In re B.M. CA2/5

CourtCalifornia Court of Appeal
DecidedJuly 24, 2024
DocketB333410
StatusUnpublished

This text of In re B.M. CA2/5 (In re B.M. CA2/5) is published on Counsel Stack Legal Research, covering California Court of Appeal primary law. Counsel Stack provides free access to over 12 million legal documents including statutes, case law, regulations, and constitutions.

Bluebook
In re B.M. CA2/5, (Cal. Ct. App. 2024).

Opinion

Filed 7/24/24 In re B.M. CA2/5 NOT TO BE PUBLISHED IN THE OFFICIAL REPORTS California Rules of Court, rule 8.1115(a), prohibits courts and parties from citing or relying on opinions not certified for publication or ordered published, except as specified by rule 8.1115(b). This opinion has not been certified for publication or ordered published for purposes of rule 8.1115.

IN THE COURT OF APPEAL OF THE STATE OF CALIFORNIA

SECOND APPELLATE DISTRICT

DIVISION FIVE

In re B.M., a Person Coming Under the Juvenile Court Law. B333410

LOS ANGELES COUNTY (Los Angeles County DEPARTMENT OF CHILDREN Super. Ct. No. AND FAMILY SERVICES, 20CCJP06535A)

Plaintiff and Respondent,

v.

K.M., Jr. and J.P.,

Defendants and Appellants.

APPEAL from an order of the Superior Court of Los Angeles County, D. Brett Bianco, Judge. Conditionally reversed and remanded with directions. Richard B. Lennon and Merrill L. Toole, under appointment by the Court of Appeal, for Defendant and Appellant K.M. Jr. Erin Riley Khorram, under appointment by the Court of Appeal, for Defendant and Appellant J.P. Dawyn R. Harrison, County Counsel, Kim Nemoy, Assistant County Counsel, and Kimberly Roura, Senior Deputy County Counsel, for Plaintiff and Respondent.

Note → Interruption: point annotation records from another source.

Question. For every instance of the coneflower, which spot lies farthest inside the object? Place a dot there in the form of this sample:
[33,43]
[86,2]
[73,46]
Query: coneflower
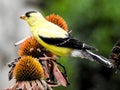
[28,73]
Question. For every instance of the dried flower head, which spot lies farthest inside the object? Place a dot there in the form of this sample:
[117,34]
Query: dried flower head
[32,48]
[27,69]
[56,19]
[30,85]
[115,55]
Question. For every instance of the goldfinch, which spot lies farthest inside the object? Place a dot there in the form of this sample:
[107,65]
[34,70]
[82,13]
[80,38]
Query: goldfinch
[58,41]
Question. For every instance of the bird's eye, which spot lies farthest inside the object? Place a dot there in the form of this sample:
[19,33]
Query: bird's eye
[28,13]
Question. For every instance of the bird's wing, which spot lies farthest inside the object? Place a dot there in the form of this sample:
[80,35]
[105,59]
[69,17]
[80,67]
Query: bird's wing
[68,42]
[52,32]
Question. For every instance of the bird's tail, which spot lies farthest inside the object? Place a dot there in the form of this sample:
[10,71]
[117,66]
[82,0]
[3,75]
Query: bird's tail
[91,56]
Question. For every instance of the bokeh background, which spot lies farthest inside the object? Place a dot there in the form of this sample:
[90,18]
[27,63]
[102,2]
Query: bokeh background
[96,22]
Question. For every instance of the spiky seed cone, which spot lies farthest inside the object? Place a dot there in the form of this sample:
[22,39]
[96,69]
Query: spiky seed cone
[115,55]
[32,48]
[27,69]
[56,19]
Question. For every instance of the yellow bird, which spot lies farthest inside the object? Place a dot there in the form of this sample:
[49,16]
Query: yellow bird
[58,41]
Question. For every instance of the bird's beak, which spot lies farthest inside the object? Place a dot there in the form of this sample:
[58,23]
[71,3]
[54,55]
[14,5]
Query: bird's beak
[23,17]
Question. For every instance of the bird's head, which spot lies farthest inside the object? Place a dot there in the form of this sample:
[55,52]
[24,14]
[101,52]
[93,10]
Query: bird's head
[33,18]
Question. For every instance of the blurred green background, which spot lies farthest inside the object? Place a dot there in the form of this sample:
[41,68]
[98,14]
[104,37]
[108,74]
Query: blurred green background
[95,22]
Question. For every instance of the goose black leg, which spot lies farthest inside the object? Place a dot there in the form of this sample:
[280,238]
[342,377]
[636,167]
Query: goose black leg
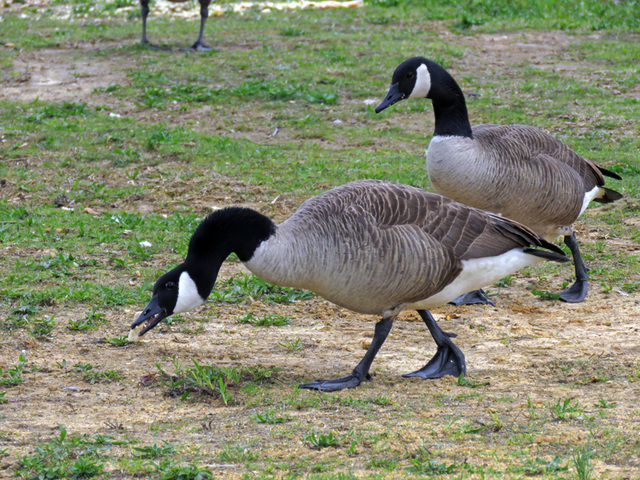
[578,291]
[144,5]
[448,360]
[361,372]
[472,298]
[204,14]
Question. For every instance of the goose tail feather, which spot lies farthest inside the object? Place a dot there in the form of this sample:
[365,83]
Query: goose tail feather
[609,173]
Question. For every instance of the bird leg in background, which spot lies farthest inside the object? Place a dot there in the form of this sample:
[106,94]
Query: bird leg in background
[144,5]
[199,45]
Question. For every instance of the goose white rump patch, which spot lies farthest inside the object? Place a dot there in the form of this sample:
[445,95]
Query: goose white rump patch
[595,192]
[188,296]
[478,273]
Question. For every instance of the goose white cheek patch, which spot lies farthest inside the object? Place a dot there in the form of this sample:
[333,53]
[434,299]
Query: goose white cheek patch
[134,333]
[188,296]
[423,83]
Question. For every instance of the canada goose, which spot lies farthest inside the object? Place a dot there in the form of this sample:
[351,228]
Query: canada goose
[204,14]
[371,246]
[517,171]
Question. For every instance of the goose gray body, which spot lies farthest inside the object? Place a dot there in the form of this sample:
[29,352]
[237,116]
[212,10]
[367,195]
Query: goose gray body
[371,246]
[517,171]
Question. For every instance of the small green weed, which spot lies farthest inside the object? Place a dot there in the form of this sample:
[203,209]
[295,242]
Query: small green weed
[62,458]
[237,289]
[291,345]
[13,375]
[269,416]
[210,380]
[564,410]
[91,320]
[168,470]
[268,320]
[581,460]
[320,440]
[120,341]
[155,450]
[538,466]
[465,381]
[236,454]
[545,294]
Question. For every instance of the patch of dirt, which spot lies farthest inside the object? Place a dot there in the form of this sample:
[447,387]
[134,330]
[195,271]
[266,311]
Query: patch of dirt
[533,351]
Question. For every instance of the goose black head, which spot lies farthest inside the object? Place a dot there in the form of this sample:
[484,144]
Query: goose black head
[174,292]
[411,79]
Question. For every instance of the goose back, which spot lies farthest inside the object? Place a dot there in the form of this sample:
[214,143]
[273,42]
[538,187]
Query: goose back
[517,171]
[371,246]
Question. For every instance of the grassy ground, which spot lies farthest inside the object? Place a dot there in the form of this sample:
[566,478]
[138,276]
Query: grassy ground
[134,145]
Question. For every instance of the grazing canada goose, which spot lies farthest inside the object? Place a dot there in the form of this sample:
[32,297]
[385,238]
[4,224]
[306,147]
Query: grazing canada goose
[517,171]
[371,246]
[204,14]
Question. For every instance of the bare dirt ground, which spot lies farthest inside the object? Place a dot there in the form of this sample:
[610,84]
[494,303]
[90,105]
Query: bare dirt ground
[526,348]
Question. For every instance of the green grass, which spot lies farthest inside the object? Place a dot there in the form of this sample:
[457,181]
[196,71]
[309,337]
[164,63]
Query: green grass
[99,194]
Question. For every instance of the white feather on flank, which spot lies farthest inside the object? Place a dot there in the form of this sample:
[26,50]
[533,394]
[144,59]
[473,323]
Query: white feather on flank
[423,83]
[595,192]
[188,296]
[478,273]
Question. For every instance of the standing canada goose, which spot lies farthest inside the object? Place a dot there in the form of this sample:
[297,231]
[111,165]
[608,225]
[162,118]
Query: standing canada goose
[517,171]
[371,246]
[204,14]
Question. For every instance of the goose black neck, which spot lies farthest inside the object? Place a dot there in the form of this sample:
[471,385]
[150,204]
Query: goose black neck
[449,106]
[230,230]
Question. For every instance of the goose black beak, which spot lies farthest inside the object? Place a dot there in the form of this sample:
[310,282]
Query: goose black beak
[393,96]
[152,315]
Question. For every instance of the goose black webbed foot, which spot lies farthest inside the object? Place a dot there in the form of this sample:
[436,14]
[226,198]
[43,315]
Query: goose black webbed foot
[578,291]
[472,298]
[335,384]
[361,372]
[575,293]
[448,360]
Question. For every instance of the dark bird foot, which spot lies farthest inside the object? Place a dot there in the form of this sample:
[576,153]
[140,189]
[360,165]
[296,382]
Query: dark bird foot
[199,47]
[334,384]
[448,360]
[472,298]
[575,293]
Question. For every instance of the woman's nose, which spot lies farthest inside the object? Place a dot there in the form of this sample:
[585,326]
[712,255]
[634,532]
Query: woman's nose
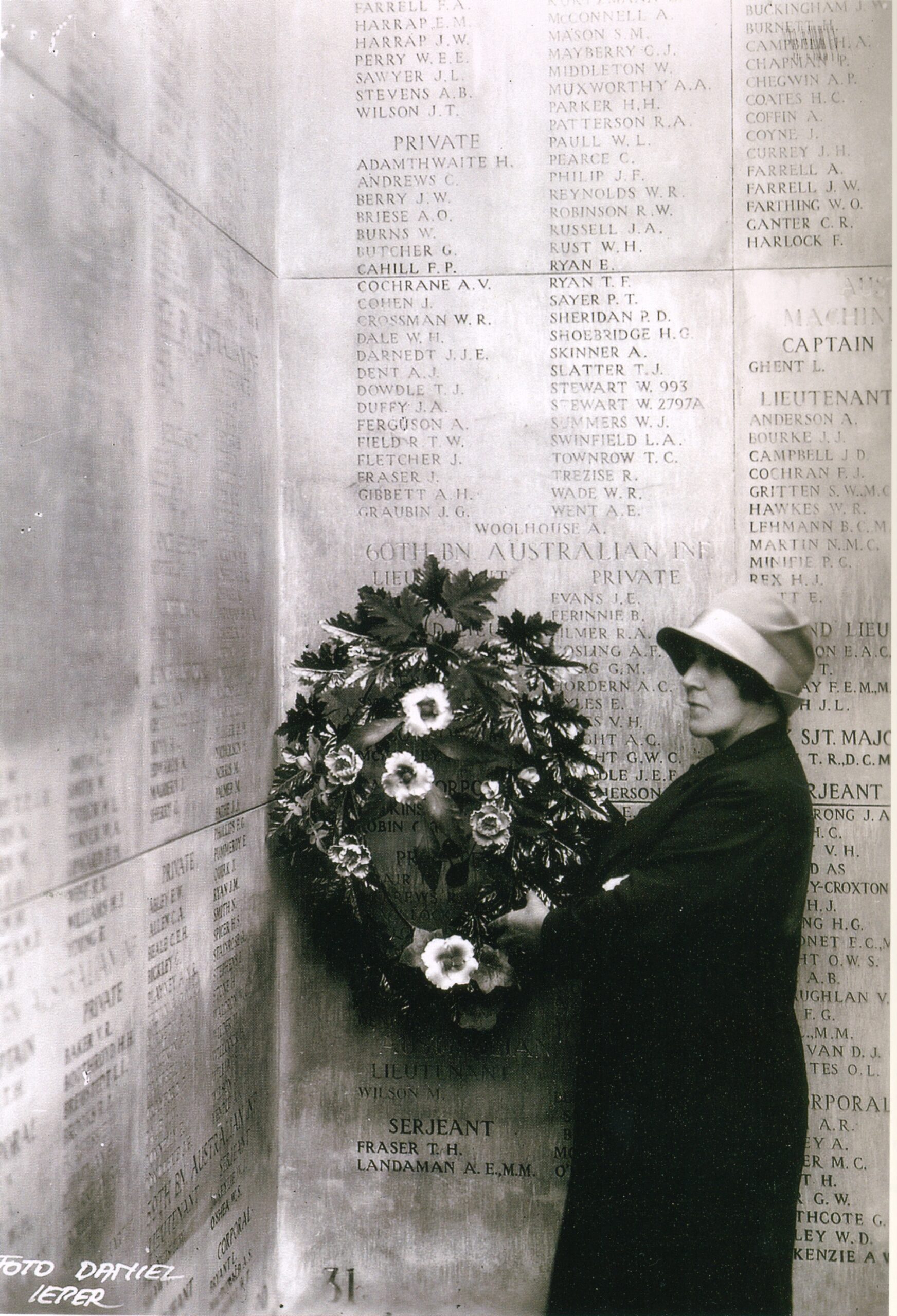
[693,677]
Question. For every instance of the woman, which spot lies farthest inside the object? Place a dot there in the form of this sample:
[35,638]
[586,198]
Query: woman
[691,1114]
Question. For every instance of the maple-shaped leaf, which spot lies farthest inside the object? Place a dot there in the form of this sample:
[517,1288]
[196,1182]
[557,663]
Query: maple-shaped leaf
[428,582]
[327,659]
[397,617]
[342,703]
[302,718]
[467,596]
[527,632]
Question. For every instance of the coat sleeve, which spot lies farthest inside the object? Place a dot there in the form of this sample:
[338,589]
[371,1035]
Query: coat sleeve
[713,854]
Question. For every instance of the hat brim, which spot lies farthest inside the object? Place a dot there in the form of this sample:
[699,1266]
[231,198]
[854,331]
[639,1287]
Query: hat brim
[679,644]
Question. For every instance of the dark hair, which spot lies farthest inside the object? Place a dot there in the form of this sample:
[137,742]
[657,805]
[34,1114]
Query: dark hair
[750,685]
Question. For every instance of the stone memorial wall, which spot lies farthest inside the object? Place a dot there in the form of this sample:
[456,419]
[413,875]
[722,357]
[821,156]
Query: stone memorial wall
[595,297]
[590,295]
[137,1064]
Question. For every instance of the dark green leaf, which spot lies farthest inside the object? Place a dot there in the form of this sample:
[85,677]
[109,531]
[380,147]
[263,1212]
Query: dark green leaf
[302,718]
[457,874]
[398,617]
[327,659]
[428,582]
[372,734]
[522,632]
[467,596]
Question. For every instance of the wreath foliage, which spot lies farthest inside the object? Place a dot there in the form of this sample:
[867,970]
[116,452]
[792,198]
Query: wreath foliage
[426,711]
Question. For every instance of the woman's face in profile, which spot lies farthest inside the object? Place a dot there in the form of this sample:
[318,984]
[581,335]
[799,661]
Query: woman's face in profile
[714,704]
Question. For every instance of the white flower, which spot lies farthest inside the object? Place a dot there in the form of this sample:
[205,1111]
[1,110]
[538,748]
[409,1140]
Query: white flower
[349,857]
[426,710]
[490,827]
[448,962]
[405,778]
[343,765]
[412,952]
[613,882]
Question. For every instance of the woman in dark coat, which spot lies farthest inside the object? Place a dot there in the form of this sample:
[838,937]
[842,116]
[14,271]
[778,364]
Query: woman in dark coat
[691,1105]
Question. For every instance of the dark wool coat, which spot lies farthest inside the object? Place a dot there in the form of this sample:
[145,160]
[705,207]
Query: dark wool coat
[691,1106]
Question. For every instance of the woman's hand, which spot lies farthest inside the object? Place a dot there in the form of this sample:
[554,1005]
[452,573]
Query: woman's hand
[518,932]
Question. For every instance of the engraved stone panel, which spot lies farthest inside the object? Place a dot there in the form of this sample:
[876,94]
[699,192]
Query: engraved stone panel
[575,363]
[186,90]
[812,499]
[137,1149]
[488,140]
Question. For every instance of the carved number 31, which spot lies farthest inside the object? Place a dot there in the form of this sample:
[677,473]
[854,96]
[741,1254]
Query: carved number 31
[332,1272]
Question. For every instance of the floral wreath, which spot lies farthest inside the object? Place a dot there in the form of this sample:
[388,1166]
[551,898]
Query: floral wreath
[414,714]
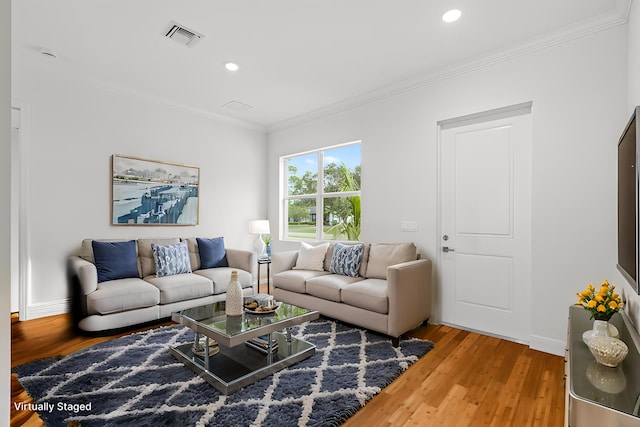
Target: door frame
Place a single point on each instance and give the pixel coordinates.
(22, 188)
(470, 119)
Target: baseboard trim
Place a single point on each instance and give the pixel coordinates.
(44, 309)
(547, 345)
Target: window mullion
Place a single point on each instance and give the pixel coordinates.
(320, 197)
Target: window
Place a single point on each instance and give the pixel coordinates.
(322, 195)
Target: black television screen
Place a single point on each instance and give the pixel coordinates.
(628, 202)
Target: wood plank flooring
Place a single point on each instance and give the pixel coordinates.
(466, 380)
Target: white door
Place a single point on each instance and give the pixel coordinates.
(485, 223)
(15, 198)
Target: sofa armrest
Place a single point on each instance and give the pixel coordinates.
(409, 293)
(86, 273)
(244, 260)
(283, 261)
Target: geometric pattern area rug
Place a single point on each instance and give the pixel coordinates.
(135, 381)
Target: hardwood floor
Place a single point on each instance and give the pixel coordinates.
(466, 380)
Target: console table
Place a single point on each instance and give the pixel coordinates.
(596, 395)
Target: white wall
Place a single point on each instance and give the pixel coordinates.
(5, 208)
(578, 94)
(75, 127)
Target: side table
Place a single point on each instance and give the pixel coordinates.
(267, 261)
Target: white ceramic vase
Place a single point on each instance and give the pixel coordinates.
(600, 328)
(233, 305)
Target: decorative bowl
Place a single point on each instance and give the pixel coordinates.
(608, 351)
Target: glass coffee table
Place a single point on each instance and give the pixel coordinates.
(240, 361)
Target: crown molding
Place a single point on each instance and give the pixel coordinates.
(603, 22)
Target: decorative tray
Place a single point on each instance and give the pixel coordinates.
(262, 310)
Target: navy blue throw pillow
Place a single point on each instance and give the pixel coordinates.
(212, 252)
(115, 260)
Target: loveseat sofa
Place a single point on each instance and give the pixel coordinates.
(124, 283)
(381, 287)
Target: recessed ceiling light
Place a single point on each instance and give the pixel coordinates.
(452, 15)
(231, 66)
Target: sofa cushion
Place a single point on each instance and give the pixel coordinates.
(220, 276)
(329, 286)
(181, 287)
(311, 257)
(122, 295)
(145, 253)
(212, 253)
(115, 260)
(171, 259)
(346, 259)
(382, 255)
(295, 280)
(370, 294)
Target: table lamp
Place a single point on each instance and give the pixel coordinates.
(260, 227)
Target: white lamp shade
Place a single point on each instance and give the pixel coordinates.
(259, 226)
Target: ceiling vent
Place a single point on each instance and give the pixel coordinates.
(237, 106)
(182, 34)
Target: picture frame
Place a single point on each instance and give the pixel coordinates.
(153, 192)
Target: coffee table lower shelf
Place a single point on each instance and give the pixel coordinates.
(235, 367)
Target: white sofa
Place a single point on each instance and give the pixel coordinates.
(124, 302)
(391, 293)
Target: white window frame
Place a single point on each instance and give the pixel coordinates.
(319, 196)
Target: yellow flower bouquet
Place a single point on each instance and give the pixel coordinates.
(601, 304)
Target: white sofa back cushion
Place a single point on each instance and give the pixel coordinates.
(311, 257)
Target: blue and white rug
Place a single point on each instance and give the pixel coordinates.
(135, 381)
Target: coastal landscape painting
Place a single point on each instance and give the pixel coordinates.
(151, 192)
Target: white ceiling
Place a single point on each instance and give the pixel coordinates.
(297, 58)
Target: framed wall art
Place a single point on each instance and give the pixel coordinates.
(151, 192)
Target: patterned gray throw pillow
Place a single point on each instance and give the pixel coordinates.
(172, 259)
(346, 259)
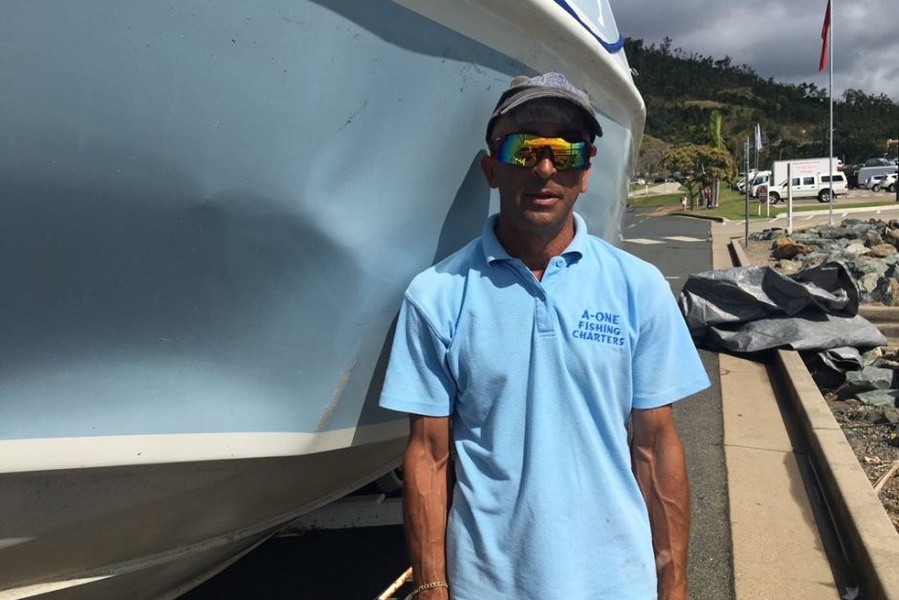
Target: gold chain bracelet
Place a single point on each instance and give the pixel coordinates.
(428, 586)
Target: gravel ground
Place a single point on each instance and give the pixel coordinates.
(875, 442)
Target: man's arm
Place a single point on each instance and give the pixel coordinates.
(657, 458)
(426, 488)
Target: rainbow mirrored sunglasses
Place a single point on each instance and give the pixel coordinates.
(524, 150)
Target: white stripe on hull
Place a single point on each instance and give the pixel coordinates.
(18, 456)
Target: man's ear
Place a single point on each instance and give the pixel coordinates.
(488, 166)
(586, 173)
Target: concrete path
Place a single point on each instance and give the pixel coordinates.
(784, 542)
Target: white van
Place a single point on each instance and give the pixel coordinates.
(816, 185)
(761, 178)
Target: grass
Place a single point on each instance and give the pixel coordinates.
(732, 205)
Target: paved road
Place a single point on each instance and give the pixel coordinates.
(360, 563)
(679, 246)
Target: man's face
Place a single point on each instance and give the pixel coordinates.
(536, 200)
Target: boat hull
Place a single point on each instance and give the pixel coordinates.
(210, 211)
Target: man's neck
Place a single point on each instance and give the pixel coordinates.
(532, 248)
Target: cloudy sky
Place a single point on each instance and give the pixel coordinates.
(779, 38)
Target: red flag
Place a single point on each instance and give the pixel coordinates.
(825, 37)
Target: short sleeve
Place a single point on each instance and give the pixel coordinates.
(666, 364)
(418, 380)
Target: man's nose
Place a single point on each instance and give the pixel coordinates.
(545, 167)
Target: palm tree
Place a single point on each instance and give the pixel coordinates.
(716, 122)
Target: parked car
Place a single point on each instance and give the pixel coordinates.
(873, 182)
(888, 183)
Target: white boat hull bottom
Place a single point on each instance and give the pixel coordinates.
(126, 532)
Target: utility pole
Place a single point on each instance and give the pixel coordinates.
(746, 237)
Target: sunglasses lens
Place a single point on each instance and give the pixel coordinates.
(523, 150)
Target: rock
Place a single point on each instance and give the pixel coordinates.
(882, 250)
(891, 414)
(891, 236)
(877, 398)
(788, 249)
(870, 378)
(873, 238)
(887, 291)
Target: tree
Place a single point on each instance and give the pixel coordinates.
(696, 165)
(716, 123)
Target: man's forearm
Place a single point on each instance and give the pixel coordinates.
(660, 468)
(425, 507)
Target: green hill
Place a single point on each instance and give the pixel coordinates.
(681, 90)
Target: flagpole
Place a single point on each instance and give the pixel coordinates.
(830, 156)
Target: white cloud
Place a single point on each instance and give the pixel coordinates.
(780, 39)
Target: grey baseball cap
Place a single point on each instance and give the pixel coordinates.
(524, 89)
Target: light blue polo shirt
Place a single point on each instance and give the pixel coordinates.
(540, 378)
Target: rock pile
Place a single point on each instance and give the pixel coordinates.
(860, 387)
(868, 248)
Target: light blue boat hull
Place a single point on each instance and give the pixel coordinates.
(208, 214)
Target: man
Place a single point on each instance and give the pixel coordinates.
(538, 365)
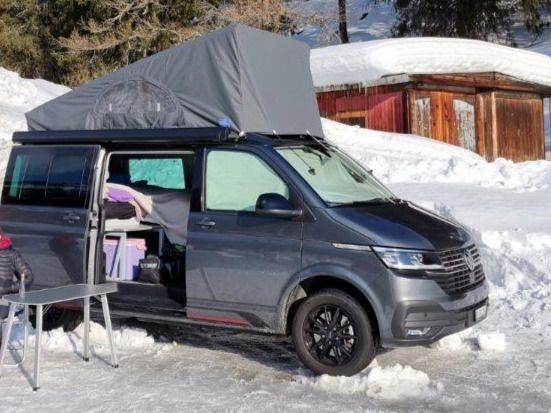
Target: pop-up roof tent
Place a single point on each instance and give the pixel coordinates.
(239, 77)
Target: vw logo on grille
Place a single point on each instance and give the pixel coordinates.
(469, 260)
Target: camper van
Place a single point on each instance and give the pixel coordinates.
(281, 234)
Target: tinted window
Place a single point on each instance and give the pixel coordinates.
(162, 171)
(47, 177)
(235, 180)
(65, 178)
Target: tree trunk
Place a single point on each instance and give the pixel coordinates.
(343, 29)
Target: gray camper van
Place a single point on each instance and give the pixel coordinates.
(284, 235)
(199, 181)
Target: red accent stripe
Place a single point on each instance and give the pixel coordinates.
(219, 320)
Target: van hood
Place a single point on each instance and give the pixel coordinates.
(401, 225)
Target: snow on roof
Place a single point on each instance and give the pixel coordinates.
(365, 62)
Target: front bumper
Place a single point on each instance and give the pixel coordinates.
(422, 322)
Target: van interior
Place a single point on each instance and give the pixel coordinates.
(145, 209)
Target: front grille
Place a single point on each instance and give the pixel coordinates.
(457, 278)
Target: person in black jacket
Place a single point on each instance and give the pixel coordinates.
(12, 268)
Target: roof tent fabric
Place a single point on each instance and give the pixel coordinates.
(238, 77)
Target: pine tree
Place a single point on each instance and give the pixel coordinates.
(475, 19)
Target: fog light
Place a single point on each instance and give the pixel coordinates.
(418, 332)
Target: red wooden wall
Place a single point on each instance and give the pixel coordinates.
(381, 111)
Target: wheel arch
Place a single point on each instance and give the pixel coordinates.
(316, 279)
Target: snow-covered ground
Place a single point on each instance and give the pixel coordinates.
(503, 364)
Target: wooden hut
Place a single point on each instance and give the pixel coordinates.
(489, 113)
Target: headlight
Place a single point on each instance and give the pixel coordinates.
(402, 259)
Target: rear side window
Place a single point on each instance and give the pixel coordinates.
(48, 177)
(167, 171)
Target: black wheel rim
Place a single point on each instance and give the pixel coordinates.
(330, 335)
(53, 315)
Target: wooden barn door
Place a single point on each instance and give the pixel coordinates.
(445, 116)
(519, 123)
(463, 109)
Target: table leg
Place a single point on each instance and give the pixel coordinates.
(5, 340)
(87, 329)
(25, 332)
(37, 344)
(107, 319)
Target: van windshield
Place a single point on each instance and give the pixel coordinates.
(336, 178)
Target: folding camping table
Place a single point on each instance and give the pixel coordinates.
(40, 298)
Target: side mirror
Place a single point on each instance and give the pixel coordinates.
(276, 205)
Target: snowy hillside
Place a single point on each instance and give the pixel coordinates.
(362, 62)
(366, 21)
(503, 364)
(18, 96)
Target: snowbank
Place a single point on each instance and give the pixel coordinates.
(17, 96)
(363, 62)
(386, 383)
(409, 158)
(125, 338)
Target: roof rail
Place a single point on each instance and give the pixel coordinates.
(144, 136)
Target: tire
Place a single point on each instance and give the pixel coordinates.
(56, 317)
(326, 348)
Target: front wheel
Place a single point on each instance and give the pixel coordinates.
(332, 334)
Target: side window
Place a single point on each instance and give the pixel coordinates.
(66, 179)
(235, 180)
(165, 173)
(47, 177)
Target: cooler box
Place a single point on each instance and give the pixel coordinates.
(135, 251)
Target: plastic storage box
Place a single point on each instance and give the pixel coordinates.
(130, 255)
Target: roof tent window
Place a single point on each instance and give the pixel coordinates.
(136, 96)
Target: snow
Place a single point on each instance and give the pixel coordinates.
(387, 383)
(17, 96)
(501, 364)
(362, 62)
(492, 341)
(366, 21)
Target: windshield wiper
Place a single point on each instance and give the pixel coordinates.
(374, 201)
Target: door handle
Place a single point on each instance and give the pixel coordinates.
(206, 223)
(71, 218)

2 In this appeal from a parental rights termination order, parents K.M., Jr. (Father) and J.P. (Mother) contend the juvenile court and the Los Angeles County Department of Children and Family Services (the Department) did not fully comply with their obligations under California law related to the Indian Child Welfare Act (ICWA). Specifically, they argue the record does not confirm the Department contacted all three federally recognized Cherokee tribes after two family members reported minor B.M.’s paternal great grandmother was a Cherokee tribal member. We agree there is some ambiguity in the record that should be cleared up, so we shall conditionally reverse the parental rights termination order and remand for that purpose.

I. BACKGROUND In December 2020, the Department filed a dependency petition alleging then-newborn B.M. was a dependent child under Welfare and Institutions Code section 300 because of her parents’ history of domestic abuse and her mother’s substance abuse.1 During the initial dependency court proceedings, Father informed the Department and the juvenile court that his grandmother (B.M.’s paternal great grandmother) Amanda M. (Amanda) was a member of the Cherokee tribe.2 Mother denied having any Indian

1 Undesignated statutory references that follow are to the Welfare and Institutions Code. 2 We discuss only Father’s claim of possible Cherokee ancestry in this opinion because there is no argument on appeal that the Department or the juvenile court committed ICWA- related error in any other respect.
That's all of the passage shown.